We have four children. Accepting food stamps is not easy, but the alternative is hunger. Some military personnel do not qualify for subsidies. We live in housing indirectly run by the military -- Public Private Venture (PPV) is military housing managed by a private company like Halliburton's Kellog Brown & Root. If our Basic Housing Allowance (BHA) did not show up as part of the "pay stub," we would qualify for food stamps. PPV qualifications say we make too much for food subsidies.
In a way, BHA is magical pay. Housing is technically free, but the benefit of housing is a reflection of false pay -- we do not see the money but it shows on our income statement as rent paid to the government. There are two ways we can have our pay dispersed. One: If you live under the military housing (in other words no outside help other than the military), and two: PPV.
Those living in military housing, where BHA is off the books, can qualify for food stamps. Those in PPV cannot. While my family lives in poverty, we have to jump through hoops to get what we need to support our family. My personal application for welfare has been denied and I have appealed the law in order to get what is available to us. I do not understand how the Department of Welfare turns down anyone based only upon the appearance of our pay.

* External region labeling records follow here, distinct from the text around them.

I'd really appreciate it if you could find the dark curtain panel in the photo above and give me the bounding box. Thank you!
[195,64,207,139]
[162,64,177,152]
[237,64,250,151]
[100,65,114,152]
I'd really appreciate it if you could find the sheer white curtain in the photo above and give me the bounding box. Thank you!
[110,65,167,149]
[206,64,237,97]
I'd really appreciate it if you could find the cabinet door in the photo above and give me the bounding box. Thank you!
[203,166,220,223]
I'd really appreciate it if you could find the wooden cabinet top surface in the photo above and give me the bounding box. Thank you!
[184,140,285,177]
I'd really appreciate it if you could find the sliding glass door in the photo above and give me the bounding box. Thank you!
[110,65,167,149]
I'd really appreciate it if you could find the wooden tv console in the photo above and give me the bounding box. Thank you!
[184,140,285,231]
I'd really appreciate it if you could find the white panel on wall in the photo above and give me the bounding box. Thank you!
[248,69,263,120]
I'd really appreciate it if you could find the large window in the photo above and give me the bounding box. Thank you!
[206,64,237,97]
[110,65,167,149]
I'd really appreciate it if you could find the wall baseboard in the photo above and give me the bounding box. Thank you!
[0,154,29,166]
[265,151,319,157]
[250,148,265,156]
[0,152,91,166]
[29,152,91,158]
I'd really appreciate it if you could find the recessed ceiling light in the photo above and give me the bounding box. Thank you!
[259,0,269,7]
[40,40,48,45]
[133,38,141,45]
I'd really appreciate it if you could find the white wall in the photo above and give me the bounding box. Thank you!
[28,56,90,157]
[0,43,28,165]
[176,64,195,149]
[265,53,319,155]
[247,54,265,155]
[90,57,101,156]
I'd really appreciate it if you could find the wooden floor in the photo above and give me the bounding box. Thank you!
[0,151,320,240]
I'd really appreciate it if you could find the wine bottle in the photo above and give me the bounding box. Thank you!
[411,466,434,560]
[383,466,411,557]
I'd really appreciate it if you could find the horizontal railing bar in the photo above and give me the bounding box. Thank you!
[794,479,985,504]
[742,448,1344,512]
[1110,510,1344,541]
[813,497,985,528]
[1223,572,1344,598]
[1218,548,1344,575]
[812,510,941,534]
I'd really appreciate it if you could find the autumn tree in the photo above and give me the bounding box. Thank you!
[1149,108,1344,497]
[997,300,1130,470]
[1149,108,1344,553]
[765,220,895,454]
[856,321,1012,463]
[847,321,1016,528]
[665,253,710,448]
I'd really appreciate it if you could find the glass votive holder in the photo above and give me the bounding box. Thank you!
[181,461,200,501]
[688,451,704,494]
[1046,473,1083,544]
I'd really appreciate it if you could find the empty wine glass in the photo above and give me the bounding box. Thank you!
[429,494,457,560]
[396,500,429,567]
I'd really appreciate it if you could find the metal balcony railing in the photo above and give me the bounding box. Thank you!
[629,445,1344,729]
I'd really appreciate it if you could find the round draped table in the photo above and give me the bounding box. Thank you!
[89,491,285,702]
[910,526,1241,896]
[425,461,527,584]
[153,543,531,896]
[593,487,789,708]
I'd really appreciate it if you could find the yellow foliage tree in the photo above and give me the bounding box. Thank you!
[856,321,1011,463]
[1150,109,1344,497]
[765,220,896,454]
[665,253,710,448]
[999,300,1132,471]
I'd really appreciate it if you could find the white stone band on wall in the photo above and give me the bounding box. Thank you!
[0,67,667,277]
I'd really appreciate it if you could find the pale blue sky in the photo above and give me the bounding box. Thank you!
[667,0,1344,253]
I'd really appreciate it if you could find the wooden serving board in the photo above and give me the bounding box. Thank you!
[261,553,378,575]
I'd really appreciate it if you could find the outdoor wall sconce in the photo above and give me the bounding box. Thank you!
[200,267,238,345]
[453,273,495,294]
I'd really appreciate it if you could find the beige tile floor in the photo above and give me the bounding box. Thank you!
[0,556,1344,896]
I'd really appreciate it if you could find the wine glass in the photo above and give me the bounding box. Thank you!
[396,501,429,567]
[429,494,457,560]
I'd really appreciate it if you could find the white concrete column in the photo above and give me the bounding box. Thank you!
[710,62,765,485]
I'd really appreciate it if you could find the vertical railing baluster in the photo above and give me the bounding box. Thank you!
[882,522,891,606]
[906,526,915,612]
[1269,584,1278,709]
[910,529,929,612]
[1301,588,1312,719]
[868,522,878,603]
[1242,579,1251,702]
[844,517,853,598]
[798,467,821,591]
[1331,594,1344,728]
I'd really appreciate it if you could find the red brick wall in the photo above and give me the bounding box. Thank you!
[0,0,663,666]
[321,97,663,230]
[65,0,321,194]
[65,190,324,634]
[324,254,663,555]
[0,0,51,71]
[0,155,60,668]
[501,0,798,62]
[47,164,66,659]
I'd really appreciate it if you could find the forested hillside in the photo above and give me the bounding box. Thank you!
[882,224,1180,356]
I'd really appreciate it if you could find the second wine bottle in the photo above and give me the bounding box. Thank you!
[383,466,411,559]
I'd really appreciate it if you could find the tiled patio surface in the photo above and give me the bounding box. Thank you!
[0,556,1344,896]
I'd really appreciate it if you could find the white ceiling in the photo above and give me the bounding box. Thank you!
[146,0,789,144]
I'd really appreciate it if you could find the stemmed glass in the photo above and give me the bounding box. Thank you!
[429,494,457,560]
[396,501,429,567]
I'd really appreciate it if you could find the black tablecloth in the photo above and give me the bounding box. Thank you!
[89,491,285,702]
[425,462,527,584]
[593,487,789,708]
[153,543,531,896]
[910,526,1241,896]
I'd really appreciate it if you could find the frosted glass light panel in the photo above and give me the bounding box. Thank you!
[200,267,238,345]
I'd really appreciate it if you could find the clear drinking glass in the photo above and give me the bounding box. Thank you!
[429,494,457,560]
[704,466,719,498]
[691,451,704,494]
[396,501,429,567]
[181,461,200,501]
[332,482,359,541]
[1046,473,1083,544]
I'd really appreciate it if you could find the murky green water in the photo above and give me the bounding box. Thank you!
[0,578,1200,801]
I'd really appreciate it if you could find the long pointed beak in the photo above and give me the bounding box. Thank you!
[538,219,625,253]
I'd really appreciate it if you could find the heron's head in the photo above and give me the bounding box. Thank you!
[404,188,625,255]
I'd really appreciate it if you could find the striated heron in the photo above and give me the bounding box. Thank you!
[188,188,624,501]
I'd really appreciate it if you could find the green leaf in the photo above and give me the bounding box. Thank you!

One benefit military families enjoy is the commissary. It is a nontaxable, discounted supply store where we buy food. We incur a 3 percent surcharge for items purchased at the commissary. Our utilities are included in the monthly BHA. This is all just as well -- we couldn't afford to pay for grocery taxes, or water, gas, and electricity in San Diego.
Our choice to move off the base is limited by our BHA. San Diego rental prices (average $1,500 per month) do not permit us to relocate off base. Housing choices depend upon where you stand in a waiting list. When you are called, anywhere from 3 months to 3 years, you pick whatever is offered from subsidized housing. We are not physically forced to live in military housing, but the military salary sets the rules for us. I would like to raise my four children without roaches, and without ceilings falling down around us.
I do not feel that I am the one suffering. My oldest daughter shares her sister's clothes, and their dressers are falling apart. With the billions of tax dollars per year dedicated to military spending, I would think a military budget would include decent pay and housing for service men and women. When my father was in the military, life was different -- we had the basics. I wonder if the men and woman in the White House or in Congress would trade places with those of us in the military. Doubtful, since they own their annual salary increases and retirement funds, including annual increases equal to what my husband earns.
Tourists might enjoy a visit to San Diego -- the beaches are picturesque, and you can dine at any number of wharfs. You're experiencing a part of my world that I could only describe to my children as fantasy.